[Date Prev][Date Next][Thread Prev][Thread Next][Date Index][Thread Index]
[Condor-devel] somewhat evil problem with work fetch and schedd claims. :(
- Date: Tue, 5 Feb 2008 22:03:56 -0800
- From: Derek Wright <wright@xxxxxxxxxxx>
- Subject: [Condor-devel] somewhat evil problem with work fetch and schedd claims. :(
dang... i guess this is exactly the sort of thing you don't think
about until you're debugging and see it happening live. :(
there's a annoying bug in the interaction of fetched claims and
schedd-pushed ones. not sure what to do about this -- todd: i'm
guessing you're going to say "screw it, not important", which is why
i'm writing this up before i spend any more time on it. ;)
the startd has a Claim object that represents each claim or
preempting claim. so, each slot has a few Claim* members to keep
track of the current claim, and the current preempting claim (if
any). so, if you're in owner, unclaimed, etc, there's just the
current claim (the one you're advertising to the collector) and no
preempting claim. once you're claimed, that current claim is no
longer being advertised, since it's in use. however, there's now a
preempting claim generated, which is advertised to the collector in
case of user prio inversion or machine rank.
enter work fetching...
in the code as currently checked in to V7_1-fetchwork-branch,
whenever the startd successfully invokes the fetching hook, parses a
valid classad, and evaluates its policy to decide if it's willing to
run it, the startd generates a claim object for that fetched claim
(which stashes the job classad, etc), and stuffs that into the slot
as the current claim. it then moves to the claimed state, invokes
the starter, etc. as soon as the startd enters the claimed state, it
automatically generates a new preemption claim and starts advertising
that. as soon as that starter exits, the startd leaves claimed and
goes back to the owner state, to start the whole process again.
so, here's the bug:
- the startd always clears out all the claim objects and starts fresh
whenever it returns to the owner state.
- if you've got short running fetch jobs, the startd is cycling
between owner and claimed frequently.
- the claims advertised to the collector are therefore always stale. :
( so, once a slot starts into fetch mode, it's basically impossible
for an opportunistic job to claim that slot, even if it's ranked
higher, since it never gets matched in time to claim the slot before
the startd throws out that claimid and generates a new one. :(
here are the possible solutions:
A) won't fix. either have longer running jobs from your fetched
work, or just be happy that your startd is so busy with your fetched
work, and forget about schedd-based claims. ;)

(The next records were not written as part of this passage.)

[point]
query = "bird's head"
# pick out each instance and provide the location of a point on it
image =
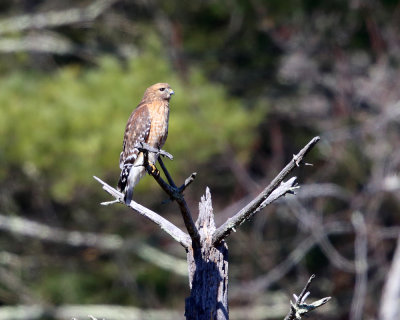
(159, 91)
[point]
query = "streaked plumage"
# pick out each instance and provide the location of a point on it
(148, 123)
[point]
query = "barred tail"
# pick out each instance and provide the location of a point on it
(129, 178)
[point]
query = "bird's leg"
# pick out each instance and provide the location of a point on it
(154, 169)
(169, 178)
(151, 168)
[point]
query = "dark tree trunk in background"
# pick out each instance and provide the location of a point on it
(208, 270)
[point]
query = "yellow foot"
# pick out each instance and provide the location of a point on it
(153, 168)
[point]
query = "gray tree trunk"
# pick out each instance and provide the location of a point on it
(208, 270)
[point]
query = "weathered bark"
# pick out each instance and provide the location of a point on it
(207, 252)
(208, 270)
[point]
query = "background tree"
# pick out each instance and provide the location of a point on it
(71, 71)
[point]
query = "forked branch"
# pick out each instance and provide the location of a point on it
(163, 223)
(300, 307)
(276, 189)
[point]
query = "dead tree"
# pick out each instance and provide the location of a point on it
(204, 243)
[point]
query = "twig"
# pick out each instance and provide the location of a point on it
(248, 211)
(361, 263)
(300, 307)
(389, 306)
(163, 223)
(174, 193)
(249, 290)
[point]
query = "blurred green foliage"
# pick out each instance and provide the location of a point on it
(66, 126)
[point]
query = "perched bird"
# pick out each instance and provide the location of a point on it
(148, 123)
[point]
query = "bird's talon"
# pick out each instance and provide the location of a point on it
(153, 168)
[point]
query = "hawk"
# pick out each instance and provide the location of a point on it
(148, 123)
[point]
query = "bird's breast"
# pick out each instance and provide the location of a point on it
(159, 125)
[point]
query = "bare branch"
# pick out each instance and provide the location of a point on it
(174, 193)
(361, 263)
(300, 307)
(261, 284)
(389, 306)
(254, 206)
(163, 223)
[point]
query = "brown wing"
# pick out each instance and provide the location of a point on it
(137, 130)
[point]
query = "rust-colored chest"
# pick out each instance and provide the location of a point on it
(159, 114)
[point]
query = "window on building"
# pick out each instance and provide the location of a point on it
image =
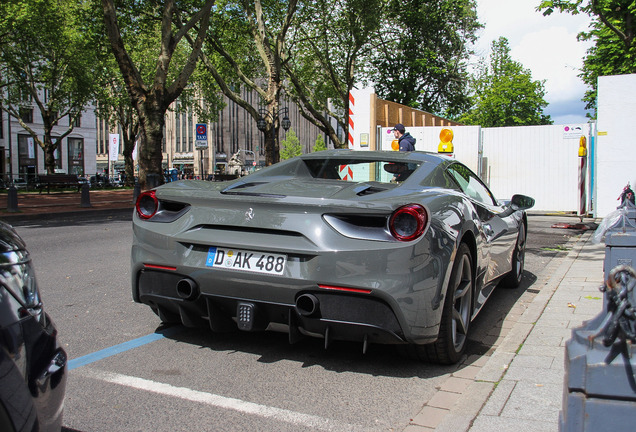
(27, 162)
(78, 120)
(26, 115)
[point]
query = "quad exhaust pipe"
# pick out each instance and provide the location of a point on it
(307, 305)
(187, 289)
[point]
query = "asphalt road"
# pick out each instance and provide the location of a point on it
(190, 379)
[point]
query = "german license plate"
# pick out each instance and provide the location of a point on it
(244, 260)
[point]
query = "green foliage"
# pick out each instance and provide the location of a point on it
(613, 31)
(330, 45)
(504, 94)
(320, 144)
(47, 62)
(290, 146)
(422, 60)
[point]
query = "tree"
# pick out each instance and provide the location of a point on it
(423, 56)
(504, 94)
(613, 31)
(246, 48)
(48, 62)
(290, 146)
(327, 53)
(320, 144)
(152, 94)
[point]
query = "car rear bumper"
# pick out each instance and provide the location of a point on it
(310, 310)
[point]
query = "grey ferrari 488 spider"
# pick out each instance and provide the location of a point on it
(382, 247)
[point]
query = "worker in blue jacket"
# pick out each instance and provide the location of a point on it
(406, 141)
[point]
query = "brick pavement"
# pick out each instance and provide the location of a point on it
(519, 386)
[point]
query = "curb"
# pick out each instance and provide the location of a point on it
(469, 391)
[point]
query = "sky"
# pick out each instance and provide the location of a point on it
(547, 46)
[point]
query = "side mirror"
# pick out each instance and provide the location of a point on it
(521, 202)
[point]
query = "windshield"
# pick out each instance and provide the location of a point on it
(360, 170)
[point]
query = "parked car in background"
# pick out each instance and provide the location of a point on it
(32, 364)
(375, 247)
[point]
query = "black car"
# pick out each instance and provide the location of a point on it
(32, 364)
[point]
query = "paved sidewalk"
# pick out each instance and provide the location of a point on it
(520, 386)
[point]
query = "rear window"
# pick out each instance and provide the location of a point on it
(360, 170)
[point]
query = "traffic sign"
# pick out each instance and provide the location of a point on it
(201, 142)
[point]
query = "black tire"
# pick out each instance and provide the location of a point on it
(513, 279)
(456, 315)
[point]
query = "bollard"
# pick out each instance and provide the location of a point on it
(86, 196)
(136, 192)
(12, 200)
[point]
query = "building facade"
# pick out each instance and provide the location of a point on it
(22, 158)
(235, 130)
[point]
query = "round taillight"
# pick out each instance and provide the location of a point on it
(147, 205)
(408, 222)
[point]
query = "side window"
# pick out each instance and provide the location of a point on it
(470, 184)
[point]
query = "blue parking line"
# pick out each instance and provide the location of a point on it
(122, 347)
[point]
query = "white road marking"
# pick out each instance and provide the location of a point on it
(296, 418)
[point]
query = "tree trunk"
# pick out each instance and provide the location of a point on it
(150, 153)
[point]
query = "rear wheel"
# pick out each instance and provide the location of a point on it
(513, 279)
(456, 315)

B) have the startd special case the "fetch claim", stash it in a
separate member in the slot data structure, and pepper the startd
with code to see if we've got a fetch claim or not and act
accordingly. ugh.
C) when the startd fetches a classad and generates a claim, save the
current claim (r_cur) into the preempting claim pointer (r_pre) and
put the fetch claim in r_cur. So, while the startd is running that
particular fetched job, if the startd is matched with a higher ranked
opportunistic job, the schedd should have a chance to attempt to
claim the startd and preempt the fetched claim, since the claim id
from the collector will match r_pre. however, you're still screwed
once the fetched job exits, since even r_pre is destroyed at that
point, too. :( so, it widens the window for the race, but doesn't
eliminate it. in fact, with short running fetch jobs, this is almost
irrelevant and you'll still basically never get claimed by a schedd.
D) in addition to (C), change the startd so that when it leaves the
claimed state to return to owner, move the r_pre claim back to r_cur,
instead of destroying everything and starting fresh. i'd have to
ponder the implications of this, but it might work.
rough time estimates:
A) 0 ;)
B) ~1-2 days. :(
C) ~1 hour.
D) ~2-8 hours, depending on what's uncovered during the pondering.
Thoughts?
-Derek